Kawashima exhaled deeply, unclenching his left hand and opening his eyes. Keeping them closed was no more defence against the images that accompanied the sparks than plugging his ears was against the voice from inside, the voice he heard echoing off the interior walls of his skin. Only voices and images from the external world could neutralise those from inside. That was why Kawashima’s greatest fear - far greater for him than the fear of death - was of losing his sight and hearing to some illness or accident. Cut off from actual sights and sounds, with the unchecked terror swelling inside him, he knew he’d go mad in no time. He looked at the girl, hoping she’d keep on talking.
‘Oh, that’s right,’ she said. ‘You’re hungry, aren’t you! I make really good soup. I mean, it’s just instant, but instant can be delicious if you know what to add.’
Chiaki was wondering what was wrong with the man. Had she offended him? She couldn’t think how. All she’d done was show him her new bandage, but he’d suddenly clammed up and closed his eyes and gone all pale in the face. The climate-control system kept the room at a pleasant temperature, but he was shivering. And he didn’t seem to notice that he’d been biting his lip so hard he’d left a mark and even drawn a little blood.
‘Like tonight, for example? I’m thinking I’ll use a package of cream consommé. Knorr makes a good one, but on a cold night like this, when you feel chilled to the bone, potage is better than consommé, don’t you think? You want something thick and hearty, right? So what I do is, I add a little curry powder, and milk of course, regular milk and also condensed milk, because it complements the sweetness of the corn?

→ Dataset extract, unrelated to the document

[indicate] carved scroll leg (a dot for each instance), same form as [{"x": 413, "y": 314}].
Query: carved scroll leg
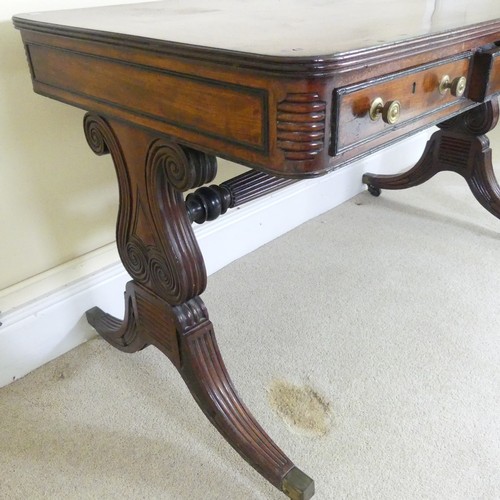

And besides, it’s more nutritious that way, right?’
Chiaki was glad to see that as she chattered away the man seemed to be listening closely, although there was something strangely vacant about the way he was nodding his head, focusing now on her bandaged thigh, now on her lips. The bandage must remind him of something, she thought. He’s probably thinking about what I did in his bathroom at the hotel.
Of course. What else could it be?
She knew she’d been bad, but what exactly had she done? Chiaki was never conscious of any pain when she was hurting herself, and never had much memory of the incidents afterwards. All she could recall of the incident earlier this evening were fragmentary images, but she decided to see if she could patch them together. She’d never tried that before, and didn’t really want to now but would do it for his sake. She remembered the way her thigh had looked, all chopped up and covered with blood. Now she had to retrieve the image of the man reacting to that. She concentrated on bringing the image into focus, and a field of little coloured dots of light separated and swirled and came back together and slowly began to set, like gelatine. The first image to resolve itself was the man standing by the bathroom door.